Rubin-Vega had originally wanted to play Blanche but jumped at the opportunity to play Stella, a woman trying to transition to a new life and too willing to sacrifice her dignity and safety to be with an abusive, yet physically attractive man seemingly below her station.
With Parker, with whom she enjoys working because she’s “constantly searching and finding the truth in Blanche,” Rubin-Vega feels a way to move beyond the old South’s class issues and re-think the way the roles reflect the struggles of minority women.
“I remember thinking part of the challenge was to not judge the character terribly,” Rubin-Vega says. “I always felt like, ‘damn, I wish Stella had made another choice,’ you know? It’s like she threw her sister under the bus and she stayed with this brute [Stanley],” she says. “That’s really weak and unenlightened of her.”
To a 21st century audience, Blanche’s erratic sex life and unwillingness to accept machismo doesn’t seem so much like certifiable mental illness — the play’s closing catharsis has her committed to psychiatric care for the kind of borderline alcoholism, delusions of grandeur, and critique of machismo that are endlessly catalogued on reality TV and the social media.
“Some people say they don’t think Blanche is crazy, but you know what is crazy?” muses Rubin-Vega. “Sometimes I feel that she’s going to come out ahead of Stella. Blanche is more of a survivor than Stella. She’s teetering but she’s not going to go into the snake pit, and Stella’s going to stay in the vortex of hell with Stanley.”
Just then, there is a knock on the door, and Rubin-Vega’s 7-year-old son Luca Ariel enters, causing her to gush in a mix of Spanish and English: “Doing this play has been one of my biggest achievements, but this is my masterpiece!”
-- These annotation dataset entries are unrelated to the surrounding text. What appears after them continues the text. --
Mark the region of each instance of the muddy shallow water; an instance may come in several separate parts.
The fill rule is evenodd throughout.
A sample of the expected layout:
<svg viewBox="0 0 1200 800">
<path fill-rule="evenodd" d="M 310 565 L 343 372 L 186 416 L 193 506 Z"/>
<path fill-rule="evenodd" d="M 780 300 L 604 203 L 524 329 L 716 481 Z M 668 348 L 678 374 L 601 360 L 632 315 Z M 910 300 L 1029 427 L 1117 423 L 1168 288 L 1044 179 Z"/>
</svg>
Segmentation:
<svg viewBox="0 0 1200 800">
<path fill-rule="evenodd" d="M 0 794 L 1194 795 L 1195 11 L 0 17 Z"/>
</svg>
Rubin-Vega, who performs occasionally with her straight-up rock band DRV (her 2006 release Redemption Songs features covers of Bob Marley and Cuban legend Silvio Rodríguez), says she is working on a performance monologue called Frequently Unanswered Questions, inspired in part by the story of her mother.
“I found a letter that my mother had written after she left her family, her husband, her children with aunts and uncles, to come here and pursue a better life, which is a very common immigrant story,” she recalls. “She was writing in the infirmary in the nursing school she attended in Manhattan, writing cathartically about what she had left, yearning for her homeland, Panama, and how she vowed to come back and fulfill her promise to make a better life for her family. I realized that if it hadn’t been for those actions that she’d taken, I would never be here sitting her talking to you.”
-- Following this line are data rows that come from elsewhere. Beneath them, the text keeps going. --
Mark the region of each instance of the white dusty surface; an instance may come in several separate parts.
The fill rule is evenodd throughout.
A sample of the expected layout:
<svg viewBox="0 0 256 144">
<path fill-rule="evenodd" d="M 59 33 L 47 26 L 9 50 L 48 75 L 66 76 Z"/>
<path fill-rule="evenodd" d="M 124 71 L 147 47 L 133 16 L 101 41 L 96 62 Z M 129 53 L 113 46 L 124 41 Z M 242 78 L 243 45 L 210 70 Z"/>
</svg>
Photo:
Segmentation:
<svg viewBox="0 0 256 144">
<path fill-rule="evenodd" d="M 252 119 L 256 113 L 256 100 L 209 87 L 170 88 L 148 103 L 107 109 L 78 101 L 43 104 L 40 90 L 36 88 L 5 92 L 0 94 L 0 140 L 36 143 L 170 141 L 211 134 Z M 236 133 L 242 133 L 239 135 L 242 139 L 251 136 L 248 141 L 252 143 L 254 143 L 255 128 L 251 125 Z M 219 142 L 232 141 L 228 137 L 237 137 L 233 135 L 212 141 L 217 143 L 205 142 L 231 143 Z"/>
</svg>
She goes to a row of framed photos in front of her makeup mirror and rushes back with a portrait of her Panamanian family.
“Blair Underwood did one of those [genealogy] shows, Who Do You Think You Are, and they traced his roots back to Cameroon,” says Rubin-Vega. “I feel that it’s my duty to find out what I am. My mother died when I was a kid and my ancestors are mostly gone, all gone. I have a 97-year-old aunt that I visit in Panama, and sometimes I look in my son’s face and I see her.”
Finally she turns to Luca Ariel, entranced by a hand-held video game player. “Luca, quieres ser Latino?” she asks.
He nods hesitantly.
“There are talks of going to London with Streetcar in the fall, and if so I will definitely be jaunting over to Spain,” she says. “I identify with that whole Gypsy, mutts of the world thing about it.”
A Streetcar Named Desire runs on Broadway until July 22.